Ele ainda questionou o interesse dessas organizações na gestão da saúde pública, as quais estariam apenas em busca de lucro, bem como a falta de transparência em contratos volumosos. E destacou os prejuízos à qualidade do atendimento à saúde num sistema em que a falta de estabilidade dos trabalhadores impede a formação de vínculos entre pacientes e as equipes profissionais, sem deixar de mencionar a divisão criada em unidades que reúnem trabalhadores contratados pela União, estado, municípios e por essas empresas, o que cria conflitos permanentes.

“É claro que não se acaba com esse modelo de gestão de uma hora para outra, mas o prefeito Haddad deve retomar a adminstração direta, num caminho contrário ao das OSs, que foram ganhando espaço na cidade”, disse.

Maria Cícera Salles, integrante do Conselho Estadual de Saúde e militante dos movimentos sociais na capital, também é contrária à gestão dos serviços públicos por essas entidades.
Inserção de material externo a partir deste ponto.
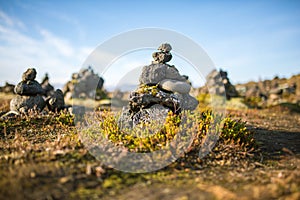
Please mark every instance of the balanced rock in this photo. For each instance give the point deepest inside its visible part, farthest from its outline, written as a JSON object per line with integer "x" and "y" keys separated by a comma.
{"x": 47, "y": 87}
{"x": 28, "y": 86}
{"x": 25, "y": 103}
{"x": 162, "y": 89}
{"x": 29, "y": 93}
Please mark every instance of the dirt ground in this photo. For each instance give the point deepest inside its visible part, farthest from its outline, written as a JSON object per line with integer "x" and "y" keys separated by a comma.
{"x": 275, "y": 176}
{"x": 54, "y": 165}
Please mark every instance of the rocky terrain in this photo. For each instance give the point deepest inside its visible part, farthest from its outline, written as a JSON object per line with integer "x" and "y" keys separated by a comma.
{"x": 43, "y": 154}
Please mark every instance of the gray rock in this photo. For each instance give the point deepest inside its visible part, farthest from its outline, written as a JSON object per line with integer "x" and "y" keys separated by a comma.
{"x": 175, "y": 86}
{"x": 23, "y": 104}
{"x": 56, "y": 101}
{"x": 29, "y": 88}
{"x": 140, "y": 101}
{"x": 29, "y": 75}
{"x": 47, "y": 87}
{"x": 166, "y": 48}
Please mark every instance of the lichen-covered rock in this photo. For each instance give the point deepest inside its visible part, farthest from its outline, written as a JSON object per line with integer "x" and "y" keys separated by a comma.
{"x": 160, "y": 57}
{"x": 155, "y": 114}
{"x": 162, "y": 89}
{"x": 175, "y": 86}
{"x": 187, "y": 102}
{"x": 29, "y": 74}
{"x": 47, "y": 87}
{"x": 56, "y": 101}
{"x": 155, "y": 73}
{"x": 151, "y": 96}
{"x": 23, "y": 104}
No entanto, não acredita que o modelo seja facilmente extinto da administração paulistana com uma canetada. “Há mais de 36 mil trabalhadores da saúde vinculados a essas entidades, muito mais que na administração direta. Ninguém é louco de jogar na rua todos esses profissionais. Mas o que não pode é empresas como essas continuarem a se apoderar dos equipamentos púbicos e a população continuar desassistida. Afinal, o que está em jogo? A saúde das pessoas ou das OSs?”, questionou. Cícera destacou a falta de diálogo da gestão Kassab com os conselhos, lembrando que “tudo que tudo que se aprovou no CMS está na Justiça”, e que espera que Haddad ouça seus conselheiros. “Não vai ser brincadeira colocar o trenzinho de volta no trilho”.
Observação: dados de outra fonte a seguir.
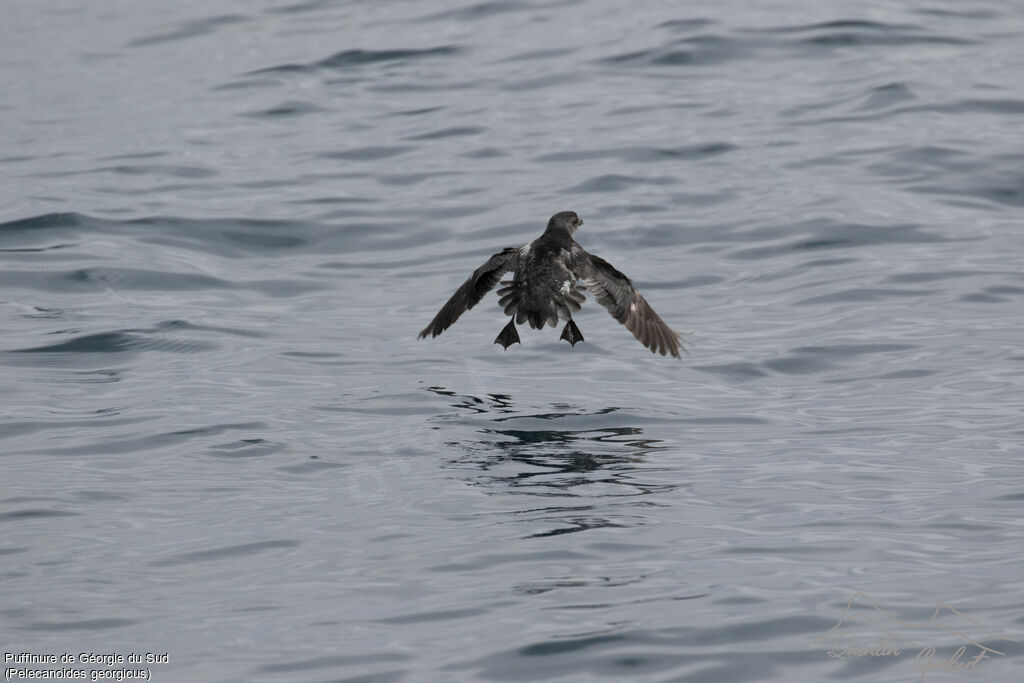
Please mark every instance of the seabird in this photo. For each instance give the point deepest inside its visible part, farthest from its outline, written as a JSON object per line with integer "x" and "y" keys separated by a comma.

O fim da gestão da saúde por organizações sociais não é defendido por todos os que atuam nos movimentos sociais da saúde. Há quem admita a continuidade desde, é claro, que com total transparência e controle social. É o caso de Cícero Rodrigues, coordenador do Conselho Municipal de Saúde. “Precisamos intensificar a fiscalização dessas parcerias público-privadas. Nunca houve prestação de contas dessas entidades, que se dirigem diretamente à secretaria de Saúde”, disse.

Conforme Rodrigues, o efetivo controle depende diretamente da capacitação dos conselheiros.”A atual gestão ampliou a composição do Conselho, mas não deu condições para a capacitação desses conselheiros. Como discutir e aprovar recursos se falta formação para isso? Como entender planilhas que chegam ao Tribunal de Contas e não batem? “, questionou. Ainda segundo o coordenador, após as eleições, a prefeitura cortou todo tipo de verba para o CMS. Não foram liberados recursos nem mesmo para um encontro de conselheiros para o planejamento do trabalho.

Apesar do convite da FSP e da Associação Paulista de Saúde Pública, que organizaram o evento, o atual prefeito, Gilberto Kassab (PSD), e Haddad, nem foram nem mandaram quem os representassem.